One of the very few US Army officers not be affected by RD, Meredith entered the service over his parents' objections. He and Taylor being work together during the Los Angeles deployment in 2008. The reorganization of the 7HCR makes him uncomfortable and he transfers to Fort Huachuca to run the Army intelligence training school.

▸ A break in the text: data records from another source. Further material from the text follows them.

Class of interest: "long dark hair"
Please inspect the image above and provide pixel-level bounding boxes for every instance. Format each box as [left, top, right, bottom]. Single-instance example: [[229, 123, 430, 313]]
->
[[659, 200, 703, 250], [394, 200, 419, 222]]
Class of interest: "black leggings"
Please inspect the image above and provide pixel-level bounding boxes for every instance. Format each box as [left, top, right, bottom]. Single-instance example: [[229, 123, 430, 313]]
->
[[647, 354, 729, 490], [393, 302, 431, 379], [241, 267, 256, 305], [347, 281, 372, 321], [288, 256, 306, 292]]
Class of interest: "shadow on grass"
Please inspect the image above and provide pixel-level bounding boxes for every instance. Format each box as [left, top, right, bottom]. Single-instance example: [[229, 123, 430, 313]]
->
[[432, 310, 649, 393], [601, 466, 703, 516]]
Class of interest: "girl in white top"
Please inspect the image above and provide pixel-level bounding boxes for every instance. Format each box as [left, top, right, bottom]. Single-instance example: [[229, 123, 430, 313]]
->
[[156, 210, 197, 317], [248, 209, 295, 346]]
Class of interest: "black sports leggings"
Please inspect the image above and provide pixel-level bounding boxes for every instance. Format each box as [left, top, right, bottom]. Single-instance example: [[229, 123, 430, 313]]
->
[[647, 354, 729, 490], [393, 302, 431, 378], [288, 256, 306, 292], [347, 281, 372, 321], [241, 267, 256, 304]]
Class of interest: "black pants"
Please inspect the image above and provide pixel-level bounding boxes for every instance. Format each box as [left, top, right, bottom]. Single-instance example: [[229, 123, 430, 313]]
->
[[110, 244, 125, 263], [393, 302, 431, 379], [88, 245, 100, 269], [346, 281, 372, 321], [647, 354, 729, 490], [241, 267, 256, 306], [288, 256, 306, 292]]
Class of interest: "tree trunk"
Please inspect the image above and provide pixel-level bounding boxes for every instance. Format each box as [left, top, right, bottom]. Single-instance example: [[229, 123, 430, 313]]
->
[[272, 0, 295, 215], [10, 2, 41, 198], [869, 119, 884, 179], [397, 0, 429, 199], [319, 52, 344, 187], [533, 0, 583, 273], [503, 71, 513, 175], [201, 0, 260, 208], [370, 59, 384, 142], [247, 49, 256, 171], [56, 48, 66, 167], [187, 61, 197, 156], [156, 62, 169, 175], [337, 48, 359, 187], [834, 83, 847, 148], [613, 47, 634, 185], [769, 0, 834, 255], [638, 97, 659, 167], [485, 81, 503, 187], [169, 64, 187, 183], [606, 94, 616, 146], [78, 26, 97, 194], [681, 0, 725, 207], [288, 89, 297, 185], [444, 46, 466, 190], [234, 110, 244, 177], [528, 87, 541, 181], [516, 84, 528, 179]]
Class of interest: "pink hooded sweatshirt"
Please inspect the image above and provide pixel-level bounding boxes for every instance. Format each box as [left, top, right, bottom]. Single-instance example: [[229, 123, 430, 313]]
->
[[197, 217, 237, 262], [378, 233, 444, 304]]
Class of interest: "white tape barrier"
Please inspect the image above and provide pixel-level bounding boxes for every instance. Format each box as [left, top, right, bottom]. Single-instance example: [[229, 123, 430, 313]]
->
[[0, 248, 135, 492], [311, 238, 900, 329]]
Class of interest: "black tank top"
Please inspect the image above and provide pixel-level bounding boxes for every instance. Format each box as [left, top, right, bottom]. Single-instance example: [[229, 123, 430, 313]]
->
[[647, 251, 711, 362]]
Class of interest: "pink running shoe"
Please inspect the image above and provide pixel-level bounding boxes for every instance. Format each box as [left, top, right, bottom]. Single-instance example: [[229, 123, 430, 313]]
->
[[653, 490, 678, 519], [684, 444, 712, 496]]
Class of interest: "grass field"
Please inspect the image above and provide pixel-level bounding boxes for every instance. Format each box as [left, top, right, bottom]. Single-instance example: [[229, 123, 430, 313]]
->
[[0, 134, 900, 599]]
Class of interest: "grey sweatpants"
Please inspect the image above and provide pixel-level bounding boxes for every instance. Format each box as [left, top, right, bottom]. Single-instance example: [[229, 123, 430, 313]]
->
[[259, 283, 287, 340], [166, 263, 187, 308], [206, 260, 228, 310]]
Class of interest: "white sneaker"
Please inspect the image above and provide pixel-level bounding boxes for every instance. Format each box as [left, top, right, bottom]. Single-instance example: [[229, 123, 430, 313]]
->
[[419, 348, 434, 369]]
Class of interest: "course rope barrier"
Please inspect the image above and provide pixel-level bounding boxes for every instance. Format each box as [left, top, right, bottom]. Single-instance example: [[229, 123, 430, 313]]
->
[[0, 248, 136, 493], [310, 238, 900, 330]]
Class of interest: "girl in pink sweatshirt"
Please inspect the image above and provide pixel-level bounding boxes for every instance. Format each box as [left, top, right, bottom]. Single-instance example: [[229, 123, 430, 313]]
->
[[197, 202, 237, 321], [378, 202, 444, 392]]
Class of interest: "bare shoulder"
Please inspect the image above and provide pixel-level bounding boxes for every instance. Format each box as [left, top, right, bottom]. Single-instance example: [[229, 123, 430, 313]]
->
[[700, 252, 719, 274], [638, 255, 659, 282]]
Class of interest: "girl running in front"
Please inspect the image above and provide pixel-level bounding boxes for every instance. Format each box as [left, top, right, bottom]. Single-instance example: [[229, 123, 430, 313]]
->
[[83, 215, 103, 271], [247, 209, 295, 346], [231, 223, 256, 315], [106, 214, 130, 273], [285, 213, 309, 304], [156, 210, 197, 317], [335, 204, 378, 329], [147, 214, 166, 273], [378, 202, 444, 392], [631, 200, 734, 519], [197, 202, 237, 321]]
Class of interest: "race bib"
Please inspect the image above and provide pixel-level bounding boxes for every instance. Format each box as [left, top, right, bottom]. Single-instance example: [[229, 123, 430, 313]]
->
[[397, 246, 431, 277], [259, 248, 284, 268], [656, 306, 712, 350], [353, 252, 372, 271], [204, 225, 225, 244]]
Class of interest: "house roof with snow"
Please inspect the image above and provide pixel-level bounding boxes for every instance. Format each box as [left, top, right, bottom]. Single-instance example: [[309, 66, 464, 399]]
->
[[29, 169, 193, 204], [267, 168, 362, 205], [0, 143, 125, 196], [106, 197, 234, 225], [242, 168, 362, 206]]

  • Maj. Manuel Xavier "Manny" Martinez

A Mexican-American from a tough background in San Antonio, Martinez serves in the 7HCR as Taylor's senior maintenance officer. He personally attends to the regiment's machines but dies in an enemy bombing of the city of Omsk while finishing repairs to an M-100.

  • Jonathan Waters

The United States' first African-American president, Waters supports the US effort in the USSR and approves Taylor's attack plan for Baku against his Cabinet's opposition. However, he later dies of a heart attack in his sleep.

  • Clifton Bouquette.

The director of the Unified Intelligence Agency (the successor to the United States Intelligence Community), Bouquette seeks out sexual relationships outside his marriage, leading to his divorce on Christmas Day in 2020. He also opposes Taylor's war strategy and downplays his success.

  • Daisy Fitzgerald

A UIA analyst who loves Colonel Taylor, Daisy is concerned about him not coming back from Russia. She does not attend Taylor's memorial service and later sleeps with Bouquette.


  • Noburu Kabata

The commander of all Japanese forces in Soviet Central Asia, Kabata previously served in Zaire and was part of an evacuation crew for Israelis after the Jewish state is destroyed in a nuclear war. A man with a taste for fine living, Kabata is an avid golf player and prefers bespoke suits.


  • Colonel Viktor Kozlov

A former GRU officer assigned as the 7HCR's Soviet Army liaison, Kozlov is often mocked for his broken teeth and bad breath. He later provides Taylor with information on Japan's Baku headquarters, remembering the layout from his service with the Soviet Army occupation forces years earlier.

  • Major Yuri Babryshkin

A Soviet tank brigade commander assigned to the Kokchetav front, Babryshkin is appalled at a chemical warfare attack on nearby civilians. The KGB executes him for supposed treason.

  • Valya Babryshkina

Yuri's wife, Valya is a prostitute making the rounds in Moscow. She is devastated by her husband's execution but gets over it when she meets an American warrant officer who later proposes to her.

Critical receptionEdit

The book earned highly positive reviews.

Kirkus Reviews lauded the book for its gripping writing and material that's easy for non-military readers to understand.[1]

Publishers Weekly criticized Peters' portrayal of Muslim troops as savages, but praised the book for showing the "grim nature" of military life.[2]